Adam had made waves when it became known that he had refused to perform at the popular Festigal festival because it was scheduled to be on Shabbat. Despite event organizers doubling his salary, Adam reportedly said that “no amount of money will ever cause me to violate Shabbat.” http://www.israelnationalnews.com/News/News.aspx/240045)
אָמַר רַבִּי לֵוִי, אִם מְשַׁמְּרִים יִשְׂרָאֵל אֶת הַשַּׁבָּת כָּרָאוּי אֲפִלּוּ יוֹם אֶחָד בֶּן דָּוִד בָּא, לָמָּה, שֶׁהִיא שְׁקוּלָה כְּנֶגֶד כָּל הַמִּצְווֹת
Rabbi Levi said: If Israel keeps the Shabbos appropriately, even for one day, Moshiach will come, for Shabbos is equal to all the mitzvos;
אָמַר לָהֶם הַקָּדוֹשׁ בָּרוּךְ הוּא לְיִשְׂרָאֵל, אִם תִּזְכּוּ לִשְׁמֹר שַׁבָּת מַעֲלֶה אֲנִי עֲלֵיכֶם כְּאִלּוּ שְׁמַרְתֶּם כָּל הַמִּצְווֹת שֶׁבַּתּוֹרָה, וְאִם חִלַּלְתֶּם אוֹתָהּ מַעֲלֶה אֲנִי עֲלֵיכֶם כְּאִלּוּ חִלַּלְתֶּם כָּל הַמִּצְווֹת
Hashem said to Israel: if you are worthy to keep Shabbos, I consider it as if you kept all the mitzvos in the Torah! And if you desecrate the Shabbos, I consider it as if you desecrated all the mitzvos;
בְּעֵת שֶׁאָדָם שׁוֹמֵר אֶת הַשַּׁבָּת, גּוֹזֵר גְּזֵרָה וְהַקָּדוֹשׁ בָּרוּךְ הוּא מְקַיְּמָהּ
At the time that a man keeps Shabbos, he can make a decree and Hashem will uphold it (Medrash Shemos Rabbah 25:12).

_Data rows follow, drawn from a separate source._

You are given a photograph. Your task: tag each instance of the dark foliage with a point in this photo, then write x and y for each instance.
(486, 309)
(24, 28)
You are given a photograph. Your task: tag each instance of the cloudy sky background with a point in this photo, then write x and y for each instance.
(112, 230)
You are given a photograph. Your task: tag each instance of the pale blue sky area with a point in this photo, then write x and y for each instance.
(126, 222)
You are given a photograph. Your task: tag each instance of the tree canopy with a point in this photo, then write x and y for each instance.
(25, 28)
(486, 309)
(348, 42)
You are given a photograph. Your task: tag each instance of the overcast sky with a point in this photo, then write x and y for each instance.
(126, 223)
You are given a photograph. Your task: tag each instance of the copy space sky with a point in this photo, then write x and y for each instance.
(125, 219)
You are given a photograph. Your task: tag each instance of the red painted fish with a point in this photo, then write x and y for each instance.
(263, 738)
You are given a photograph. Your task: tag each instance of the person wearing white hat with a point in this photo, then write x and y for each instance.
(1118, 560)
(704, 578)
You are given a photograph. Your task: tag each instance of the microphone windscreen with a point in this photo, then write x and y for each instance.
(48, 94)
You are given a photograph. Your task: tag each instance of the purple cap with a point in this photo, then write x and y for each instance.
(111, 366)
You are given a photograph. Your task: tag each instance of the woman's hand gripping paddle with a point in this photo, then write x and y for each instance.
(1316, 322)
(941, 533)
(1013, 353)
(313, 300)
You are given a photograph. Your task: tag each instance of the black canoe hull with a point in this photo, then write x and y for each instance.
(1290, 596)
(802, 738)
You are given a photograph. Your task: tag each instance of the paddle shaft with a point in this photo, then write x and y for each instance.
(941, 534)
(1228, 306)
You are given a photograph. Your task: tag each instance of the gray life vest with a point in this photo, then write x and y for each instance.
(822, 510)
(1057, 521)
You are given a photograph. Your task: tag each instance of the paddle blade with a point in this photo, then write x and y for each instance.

Let us appreciate the tremendous blessing and gift of each and every Shabbos as we remember the Sabbath day to keep it holy, and in this merit, may we reap the boundless rewards that Shabbos brings.
As the old adage goes: It’s not that the Jew keeps Shabbos; it’s the Shabbos that keeps the Jew.